The application may use the Bluetooth mesh configuration module to store its own state and create entries.

Storing state

To store the state, declare a Bluetooth mesh config file with a unique file ID using the MESH_CONFIG_FILE macro:

MESH_CONFIG_FILE(m_app_file, 0x0010, MESH_CONFIG_STRATEGY_CONTINUOUS);

The file will be automatically registered in the Bluetooth mesh configuration. The CONTINUOUS storage strategy ensures that the file's entries are stored in persistent memory as soon as they are set.

Creating entries

To create entries, invoke the Mesh config entry macro with a setter and a getter function. This example creates an entry with record number 0x0001 in the m_app_file created above. The value is a uint32_t, configured to only accept values below 10000, with the default value 5000.

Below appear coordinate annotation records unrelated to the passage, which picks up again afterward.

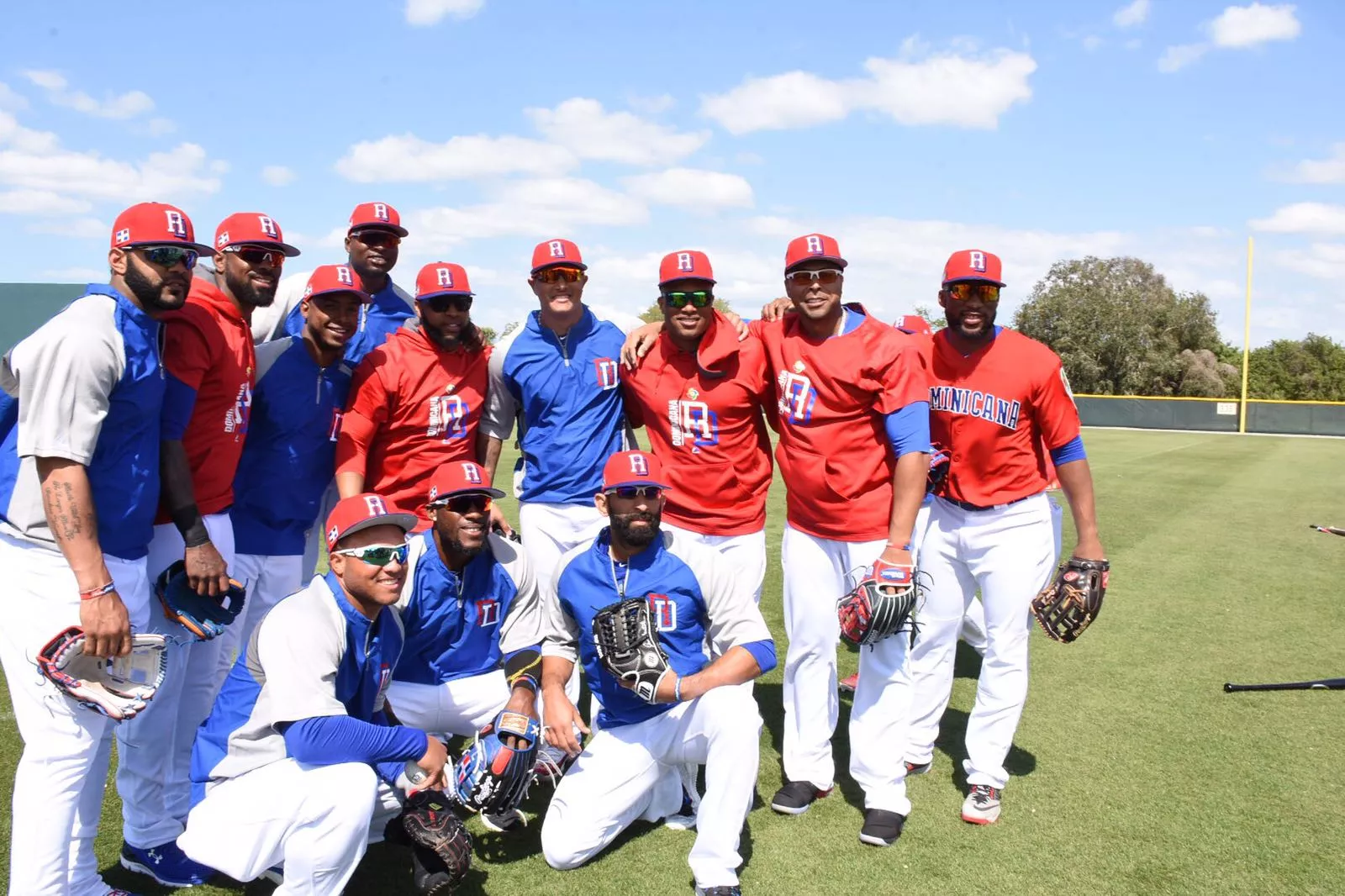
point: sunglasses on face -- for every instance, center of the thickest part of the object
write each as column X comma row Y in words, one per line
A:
column 699, row 299
column 804, row 277
column 986, row 293
column 631, row 493
column 556, row 275
column 170, row 256
column 259, row 256
column 441, row 304
column 464, row 503
column 377, row 555
column 377, row 239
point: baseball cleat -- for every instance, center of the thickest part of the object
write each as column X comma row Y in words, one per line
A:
column 167, row 864
column 795, row 797
column 881, row 828
column 982, row 804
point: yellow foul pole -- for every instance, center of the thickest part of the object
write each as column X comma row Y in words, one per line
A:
column 1247, row 338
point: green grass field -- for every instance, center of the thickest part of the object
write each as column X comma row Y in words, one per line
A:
column 1134, row 772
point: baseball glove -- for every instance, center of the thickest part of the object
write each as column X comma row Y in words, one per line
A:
column 118, row 688
column 629, row 646
column 880, row 606
column 1073, row 599
column 441, row 849
column 491, row 777
column 202, row 615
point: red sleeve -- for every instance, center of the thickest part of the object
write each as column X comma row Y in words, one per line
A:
column 1053, row 408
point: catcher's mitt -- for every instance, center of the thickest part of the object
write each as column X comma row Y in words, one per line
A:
column 441, row 849
column 1073, row 599
column 880, row 606
column 629, row 646
column 491, row 777
column 118, row 688
column 202, row 615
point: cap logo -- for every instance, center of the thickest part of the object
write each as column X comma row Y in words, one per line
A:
column 175, row 222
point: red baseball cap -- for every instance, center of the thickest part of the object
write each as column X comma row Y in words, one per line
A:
column 335, row 279
column 361, row 512
column 441, row 279
column 632, row 468
column 973, row 264
column 461, row 478
column 814, row 246
column 912, row 323
column 685, row 266
column 376, row 215
column 253, row 229
column 155, row 224
column 557, row 252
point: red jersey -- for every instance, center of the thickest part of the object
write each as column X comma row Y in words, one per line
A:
column 704, row 419
column 208, row 346
column 412, row 408
column 999, row 410
column 834, row 396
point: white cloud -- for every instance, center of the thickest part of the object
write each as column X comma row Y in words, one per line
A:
column 957, row 87
column 127, row 105
column 427, row 13
column 1305, row 217
column 410, row 159
column 583, row 127
column 1254, row 24
column 693, row 187
column 1131, row 15
column 1321, row 170
column 277, row 175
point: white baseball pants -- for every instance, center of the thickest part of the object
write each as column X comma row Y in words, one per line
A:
column 636, row 771
column 154, row 759
column 1009, row 553
column 60, row 781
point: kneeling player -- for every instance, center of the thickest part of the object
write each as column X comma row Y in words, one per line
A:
column 298, row 761
column 656, row 721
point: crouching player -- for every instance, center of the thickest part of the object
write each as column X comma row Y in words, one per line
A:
column 654, row 724
column 299, row 757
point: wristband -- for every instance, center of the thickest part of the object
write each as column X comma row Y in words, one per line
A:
column 98, row 593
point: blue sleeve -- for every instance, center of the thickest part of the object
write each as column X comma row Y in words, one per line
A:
column 908, row 428
column 1073, row 450
column 179, row 401
column 763, row 651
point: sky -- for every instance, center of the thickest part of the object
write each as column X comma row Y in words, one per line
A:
column 1165, row 129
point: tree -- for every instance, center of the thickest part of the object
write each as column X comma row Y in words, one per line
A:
column 1120, row 329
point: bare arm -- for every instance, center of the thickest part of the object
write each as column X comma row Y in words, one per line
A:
column 67, row 501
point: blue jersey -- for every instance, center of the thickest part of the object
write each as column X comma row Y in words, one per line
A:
column 378, row 320
column 694, row 599
column 289, row 456
column 568, row 398
column 459, row 626
column 87, row 387
column 313, row 656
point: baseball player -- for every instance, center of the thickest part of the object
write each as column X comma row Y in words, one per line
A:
column 300, row 757
column 416, row 400
column 632, row 767
column 995, row 398
column 471, row 615
column 78, row 486
column 853, row 452
column 210, row 367
column 699, row 394
column 289, row 456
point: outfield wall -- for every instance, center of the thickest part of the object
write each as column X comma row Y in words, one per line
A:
column 1214, row 414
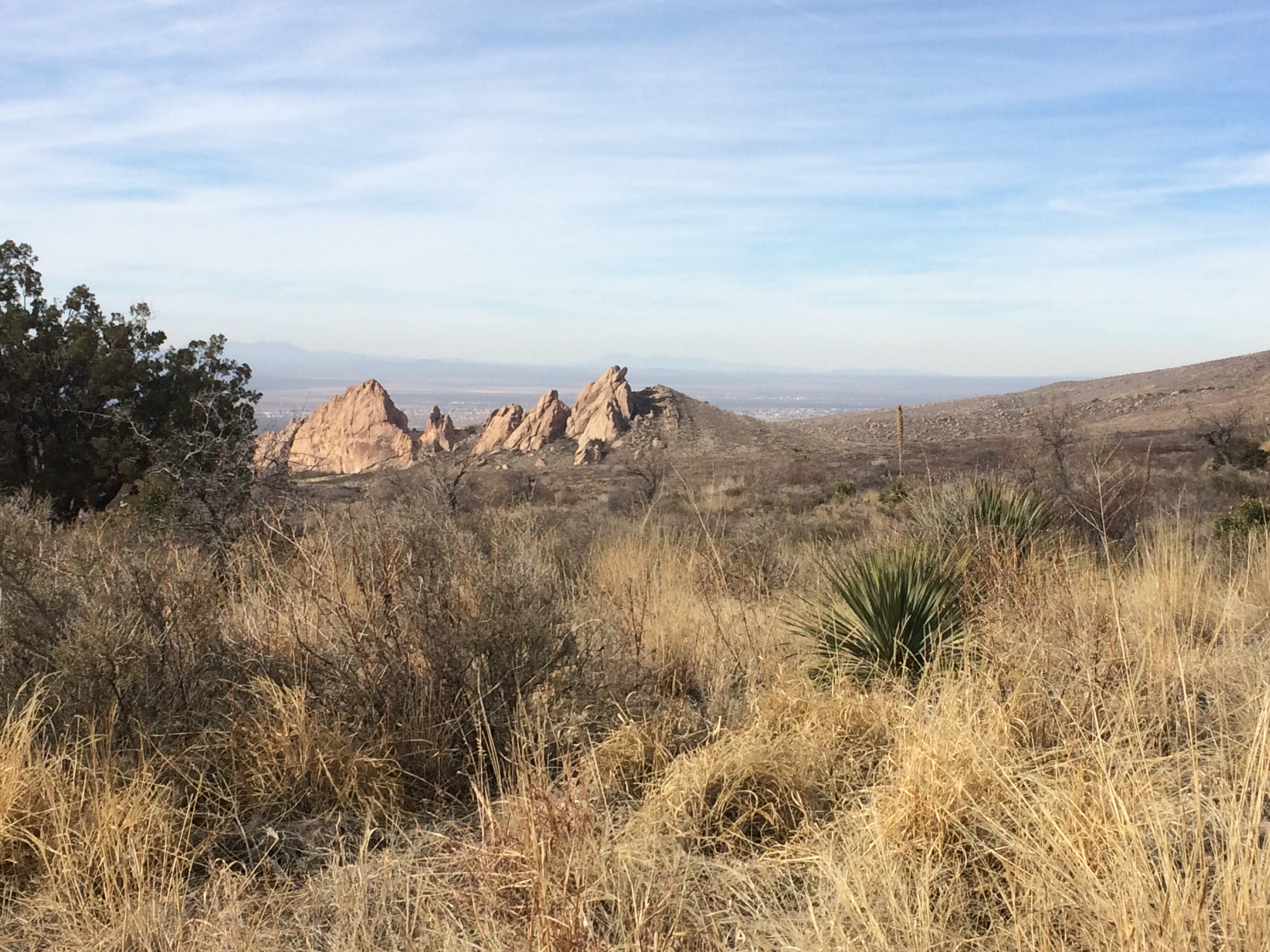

#define APP_ENTRY_ID MESH_CONFIG_ENTRY_ID(0x0010, 0x0001)

/* Live RAM representation of the value */
static uint32_t m_live_value = 5000;


static uint32_t app_entry_setter(mesh_config_entry_id_t id, const void * p_entry)
{
 const uint32_t * p_value = (const uint32_t *) p_entry;
 if (*p_value >= 10000)
 {
 /* Rejecting an invalid value. The value will not be stored to persistent storage. */
 return NRF_ERROR_INVALID_DATA;
 }

 m_live_value = *p_value;
 return NRF_SUCCESS;
}

static void app_entry_getter(mesh_config_entry_id_t id, void * p_entry)
{
 uint32_t * p_value = (uint32_t *) p_entry;
 *p_value = m_live_value;
}

MESH_CONFIG_ENTRY(m_app_entry,
 APP_ENTRY_ID,
 1, // The entry is singular
 sizeof(uint32_t),
 app_entry_setter,
 app_entry_getter,
 NULL, // No need for a delete callback
 true); // There is a default value

The config entry is registered automatically, and the user can set and get the value with the following functions:

void user_function(void)
{
 uint32_t set_value = 19;
 mesh_config_entry_set(APP_ENTRY_ID, &set_value);

 uint32_t get_value;
 mesh_config_entry_get(APP_ENTRY_ID, &get_value);

 // get_value == set_value
}